Keeping ASP.NET Session Open / Alive
Which is the easiest and most unobstrusive way to keep an ASP.NET session alive as long as the user has the browser window open? Is it timed AJAX calls? I want to prevent the following: sometimes users keep their window open for a long time, then enter stuff, and on submit nothing works anymore because the server side session expired. I don't want to increase the timeout value for more than 10 min on the server as I want closed sessions (by closing the browser window) to time out fast.
Suggestions, code samples?
I use JQuery to perform a simple AJAX call to a dummy HTTP Handler that does nothing but keeping my Session alive:
function setHeartbeat() {
setTimeout("heartbeat()", 5*60*1000); // every 5 min
}
function heartbeat() {
$.get(
"/SessionHeartbeat.ashx",
null,
function(data) {
//$("#heartbeat").show().fadeOut(1000); // just a little "red flash" in the corner :)
setHeartbeat();
},
"json"
);
}
Session handler can be as simple as:
public class SessionHeartbeatHttpHandler : IHttpHandler, IRequiresSessionState
{
public bool IsReusable { get { return false; } }
public void ProcessRequest(HttpContext context)
{
context.Session["Heartbeat"] = DateTime.Now;
}
}
The key is to add IRequiresSessionState, otherwise Session won't be available (= null). The handler can of course also return a JSON serialized object if some data should be returned to the calling JavaScript.

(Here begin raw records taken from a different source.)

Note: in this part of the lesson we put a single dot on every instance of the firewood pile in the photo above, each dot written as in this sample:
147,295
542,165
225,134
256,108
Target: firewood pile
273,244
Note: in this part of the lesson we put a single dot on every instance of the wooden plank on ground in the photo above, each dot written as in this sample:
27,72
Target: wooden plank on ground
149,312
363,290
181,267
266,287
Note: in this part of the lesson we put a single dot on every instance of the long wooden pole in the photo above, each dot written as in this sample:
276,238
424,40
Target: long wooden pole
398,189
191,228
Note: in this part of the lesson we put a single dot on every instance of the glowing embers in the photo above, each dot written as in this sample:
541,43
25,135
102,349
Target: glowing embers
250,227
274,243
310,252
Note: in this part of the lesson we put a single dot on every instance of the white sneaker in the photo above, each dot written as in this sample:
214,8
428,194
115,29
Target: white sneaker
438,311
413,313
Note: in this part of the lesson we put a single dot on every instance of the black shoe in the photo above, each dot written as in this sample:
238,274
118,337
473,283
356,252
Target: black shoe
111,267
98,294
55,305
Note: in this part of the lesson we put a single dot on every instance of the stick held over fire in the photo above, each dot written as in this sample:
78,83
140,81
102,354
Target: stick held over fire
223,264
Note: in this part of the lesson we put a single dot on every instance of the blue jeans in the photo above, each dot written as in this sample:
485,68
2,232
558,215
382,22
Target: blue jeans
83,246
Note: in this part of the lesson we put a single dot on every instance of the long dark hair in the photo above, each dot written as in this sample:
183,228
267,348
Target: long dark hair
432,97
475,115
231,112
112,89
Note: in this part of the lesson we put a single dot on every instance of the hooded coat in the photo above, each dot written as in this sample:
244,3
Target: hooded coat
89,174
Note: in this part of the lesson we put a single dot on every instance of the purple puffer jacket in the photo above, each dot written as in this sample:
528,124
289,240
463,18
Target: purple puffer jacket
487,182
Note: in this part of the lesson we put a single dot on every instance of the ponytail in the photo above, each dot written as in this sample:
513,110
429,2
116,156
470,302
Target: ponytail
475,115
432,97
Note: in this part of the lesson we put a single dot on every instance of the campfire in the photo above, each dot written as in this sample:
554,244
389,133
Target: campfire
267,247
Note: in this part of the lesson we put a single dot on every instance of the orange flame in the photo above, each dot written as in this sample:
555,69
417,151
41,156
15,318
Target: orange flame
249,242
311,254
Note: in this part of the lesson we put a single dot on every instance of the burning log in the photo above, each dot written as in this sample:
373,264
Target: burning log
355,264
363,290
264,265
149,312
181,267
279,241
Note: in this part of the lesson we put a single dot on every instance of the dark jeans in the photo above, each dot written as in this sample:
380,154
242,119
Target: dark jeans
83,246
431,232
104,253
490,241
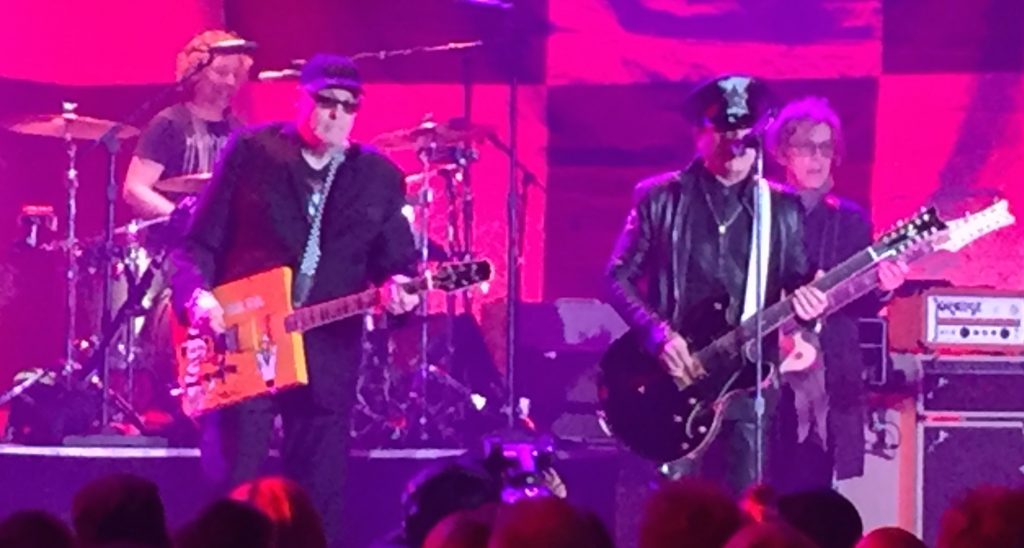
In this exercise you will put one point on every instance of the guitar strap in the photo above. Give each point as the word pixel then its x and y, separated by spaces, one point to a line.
pixel 311 254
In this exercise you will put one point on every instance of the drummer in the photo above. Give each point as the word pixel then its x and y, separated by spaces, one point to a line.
pixel 187 136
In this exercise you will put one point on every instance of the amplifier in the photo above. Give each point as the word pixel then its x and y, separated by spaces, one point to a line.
pixel 954 456
pixel 960 321
pixel 979 386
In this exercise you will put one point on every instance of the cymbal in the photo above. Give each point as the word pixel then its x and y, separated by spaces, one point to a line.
pixel 420 176
pixel 193 183
pixel 430 132
pixel 79 127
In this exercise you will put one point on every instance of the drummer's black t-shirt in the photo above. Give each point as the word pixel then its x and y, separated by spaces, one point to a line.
pixel 172 140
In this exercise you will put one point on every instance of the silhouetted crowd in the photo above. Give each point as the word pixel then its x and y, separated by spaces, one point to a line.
pixel 458 505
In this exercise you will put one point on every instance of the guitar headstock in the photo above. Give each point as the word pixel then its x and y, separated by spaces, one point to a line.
pixel 909 233
pixel 966 229
pixel 456 276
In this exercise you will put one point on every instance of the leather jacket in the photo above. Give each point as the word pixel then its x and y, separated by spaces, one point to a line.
pixel 647 270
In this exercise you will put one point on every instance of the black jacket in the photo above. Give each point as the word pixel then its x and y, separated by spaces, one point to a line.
pixel 648 265
pixel 253 217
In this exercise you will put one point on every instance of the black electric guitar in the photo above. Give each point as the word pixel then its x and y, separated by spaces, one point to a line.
pixel 656 417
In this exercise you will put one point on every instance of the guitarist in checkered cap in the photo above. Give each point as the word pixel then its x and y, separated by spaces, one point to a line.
pixel 300 195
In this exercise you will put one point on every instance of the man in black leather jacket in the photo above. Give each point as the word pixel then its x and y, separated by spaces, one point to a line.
pixel 821 410
pixel 687 239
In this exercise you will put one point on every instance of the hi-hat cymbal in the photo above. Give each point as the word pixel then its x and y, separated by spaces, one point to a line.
pixel 79 127
pixel 193 183
pixel 430 132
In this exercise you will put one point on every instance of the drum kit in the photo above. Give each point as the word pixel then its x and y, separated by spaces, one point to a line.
pixel 127 367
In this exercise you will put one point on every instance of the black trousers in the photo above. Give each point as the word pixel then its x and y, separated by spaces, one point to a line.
pixel 236 443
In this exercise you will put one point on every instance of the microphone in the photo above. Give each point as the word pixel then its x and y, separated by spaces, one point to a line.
pixel 755 139
pixel 278 76
pixel 751 140
pixel 231 47
pixel 500 4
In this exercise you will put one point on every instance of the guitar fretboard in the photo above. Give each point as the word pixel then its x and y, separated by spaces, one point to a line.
pixel 775 315
pixel 325 312
pixel 861 284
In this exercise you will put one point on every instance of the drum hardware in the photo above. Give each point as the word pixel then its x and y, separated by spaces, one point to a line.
pixel 292 73
pixel 33 219
pixel 406 399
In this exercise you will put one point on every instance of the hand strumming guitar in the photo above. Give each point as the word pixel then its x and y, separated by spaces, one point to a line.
pixel 677 361
pixel 809 302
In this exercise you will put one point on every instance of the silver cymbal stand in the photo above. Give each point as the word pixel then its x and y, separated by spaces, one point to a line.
pixel 71 251
pixel 426 151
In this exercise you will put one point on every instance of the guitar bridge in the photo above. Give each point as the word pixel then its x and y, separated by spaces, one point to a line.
pixel 227 341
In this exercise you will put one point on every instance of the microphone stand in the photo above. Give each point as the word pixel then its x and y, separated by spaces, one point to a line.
pixel 759 398
pixel 98 361
pixel 759 279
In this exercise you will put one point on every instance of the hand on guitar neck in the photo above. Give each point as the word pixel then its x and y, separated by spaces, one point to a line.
pixel 396 300
pixel 892 274
pixel 808 303
pixel 205 312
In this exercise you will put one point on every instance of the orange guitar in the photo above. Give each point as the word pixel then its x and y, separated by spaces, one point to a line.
pixel 261 350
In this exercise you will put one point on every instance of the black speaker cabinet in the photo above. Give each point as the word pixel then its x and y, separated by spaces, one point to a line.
pixel 954 456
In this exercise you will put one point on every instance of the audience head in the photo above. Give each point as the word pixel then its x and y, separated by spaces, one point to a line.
pixel 825 516
pixel 769 535
pixel 547 522
pixel 465 529
pixel 688 512
pixel 120 508
pixel 760 503
pixel 440 491
pixel 228 523
pixel 296 522
pixel 984 517
pixel 890 538
pixel 35 529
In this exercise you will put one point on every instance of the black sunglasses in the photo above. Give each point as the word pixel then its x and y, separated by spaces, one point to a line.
pixel 327 101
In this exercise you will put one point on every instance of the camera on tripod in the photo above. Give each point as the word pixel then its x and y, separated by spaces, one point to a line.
pixel 520 465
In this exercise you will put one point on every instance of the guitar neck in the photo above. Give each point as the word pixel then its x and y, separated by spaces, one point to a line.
pixel 329 311
pixel 777 314
pixel 861 284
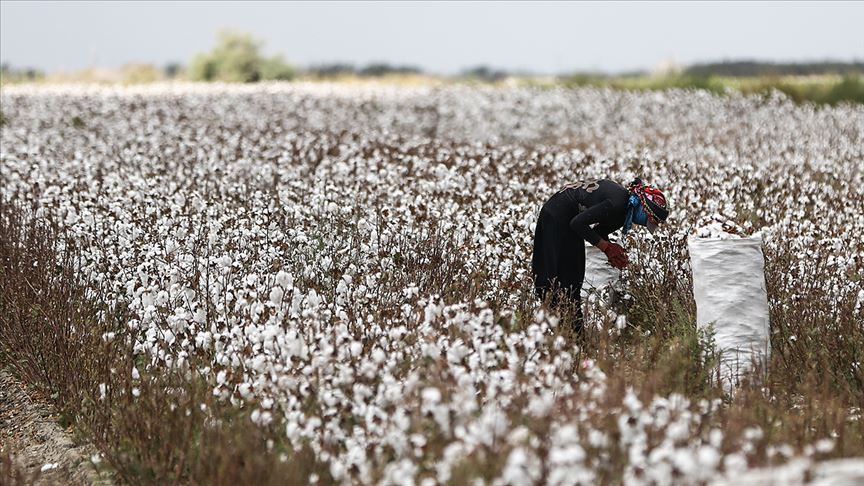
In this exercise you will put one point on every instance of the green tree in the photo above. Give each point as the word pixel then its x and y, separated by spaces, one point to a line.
pixel 237 58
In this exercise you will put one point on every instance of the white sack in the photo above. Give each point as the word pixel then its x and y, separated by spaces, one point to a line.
pixel 729 288
pixel 599 274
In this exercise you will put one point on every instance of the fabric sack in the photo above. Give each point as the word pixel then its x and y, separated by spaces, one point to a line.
pixel 731 301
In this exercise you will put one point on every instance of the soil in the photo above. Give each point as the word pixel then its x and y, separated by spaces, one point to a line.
pixel 42 451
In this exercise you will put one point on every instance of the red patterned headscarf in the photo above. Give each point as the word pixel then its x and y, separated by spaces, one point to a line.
pixel 652 199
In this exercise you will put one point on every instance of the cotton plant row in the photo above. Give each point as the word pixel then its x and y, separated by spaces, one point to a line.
pixel 302 239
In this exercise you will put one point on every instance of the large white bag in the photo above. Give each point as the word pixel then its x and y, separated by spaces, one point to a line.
pixel 599 274
pixel 731 300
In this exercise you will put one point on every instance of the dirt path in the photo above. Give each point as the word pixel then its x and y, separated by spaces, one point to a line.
pixel 39 446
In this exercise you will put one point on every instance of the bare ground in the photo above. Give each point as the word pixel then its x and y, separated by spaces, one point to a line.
pixel 41 451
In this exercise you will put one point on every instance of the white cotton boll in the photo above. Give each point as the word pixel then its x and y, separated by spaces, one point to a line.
pixel 276 294
pixel 715 438
pixel 355 349
pixel 245 390
pixel 431 395
pixel 162 298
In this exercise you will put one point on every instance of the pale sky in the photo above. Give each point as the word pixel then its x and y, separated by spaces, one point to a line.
pixel 541 37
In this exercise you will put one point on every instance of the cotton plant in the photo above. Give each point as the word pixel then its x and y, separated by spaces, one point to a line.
pixel 268 227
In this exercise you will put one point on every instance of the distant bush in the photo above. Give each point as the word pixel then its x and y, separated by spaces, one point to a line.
pixel 756 68
pixel 331 70
pixel 141 73
pixel 383 69
pixel 485 73
pixel 18 75
pixel 237 58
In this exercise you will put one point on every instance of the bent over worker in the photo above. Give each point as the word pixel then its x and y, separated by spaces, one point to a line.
pixel 589 211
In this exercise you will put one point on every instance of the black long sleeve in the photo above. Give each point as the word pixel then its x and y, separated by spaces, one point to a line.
pixel 596 214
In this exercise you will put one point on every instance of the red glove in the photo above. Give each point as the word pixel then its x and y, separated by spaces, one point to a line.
pixel 616 255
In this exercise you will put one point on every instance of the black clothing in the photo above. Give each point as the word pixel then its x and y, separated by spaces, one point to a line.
pixel 565 223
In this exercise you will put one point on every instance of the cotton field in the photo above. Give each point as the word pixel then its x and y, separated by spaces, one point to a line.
pixel 351 264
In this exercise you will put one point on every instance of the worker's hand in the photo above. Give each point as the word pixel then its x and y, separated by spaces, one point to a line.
pixel 616 255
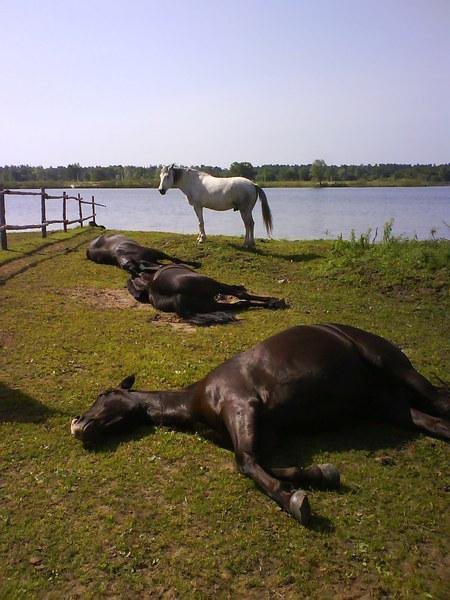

Made available through web.config:
<httpHandlers>
<add verb="GET,HEAD" path="SessionHeartbeat.ashx" validate="false" type="SessionHeartbeatHttpHandler"/>
</httpHandlers>
added from balexandre on August 14th, 2012
I liked so much of this example, that I want to improve with the HTML/CSS and the beat part
change this
//$("#heartbeat").show().fadeOut(1000); // just a little "red flash" in the corner :)
into
beatHeart(2); // just a little "red flash" in the corner :)
and add
// beat the heart
// 'times' (int): nr of times to beat
function beatHeart(times) {
var interval = setInterval(function () {
$(".heartbeat").fadeIn(500, function () {
$(".heartbeat").fadeOut(500);
});
}, 1000); // beat every second
// after n times, let's clear the interval (adding 100ms of safe gap)
setTimeout(function () { clearInterval(interval); }, (1000 * times) + 100);
}
HTML and CSS
<div class="heartbeat">♥</div>
/* HEARBEAT */
.heartbeat {
position: absolute;
display: none;
margin: 5px;
color: red;
right: 0;
top: 0;
}
here is a live example for only the beating part: http://jsbin.com/ibagob/1/
If you are using ASP.NET MVC – you do not need an additional HTTP handler and some modifications of the web.config file. All you need – just to add some simple action in a Home/Common controller:
[HttpPost]
public JsonResult KeepSessionAlive() {
return new JsonResult {Data = "Success"};
}
, write a piece of JavaScript code like this one (I have put it in one of site’s JavaScript file):
var keepSessionAlive = false;
var keepSessionAliveUrl = null;
function SetupSessionUpdater(actionUrl) {
keepSessionAliveUrl = actionUrl;
var container = $("#body");
container.mousemove(function () { keepSessionAlive = true; });
container.keydown(function () { keepSessionAlive = true; });
CheckToKeepSessionAlive();
}
function CheckToKeepSessionAlive() {
setTimeout("KeepSessionAlive()", 5*60*1000);
}
function KeepSessionAlive() {
if (keepSessionAlive && keepSessionAliveUrl != null) {
$.ajax({
type: "POST",
url: keepSessionAliveUrl,
success: function () { keepSessionAlive = false; }
});
}
CheckToKeepSessionAlive();
}
, and initialize this functionality by calling a JavaScript function:
SetupSessionUpdater('/Home/KeepSessionAlive');
Please note! I have implemented this functionality only for authorized users (there is no reason to keep session state for guests in most cases) and decision to keep session state active is not only based on – is browser open or not, but authorized user must do some activity on the site (move a mouse or type some key).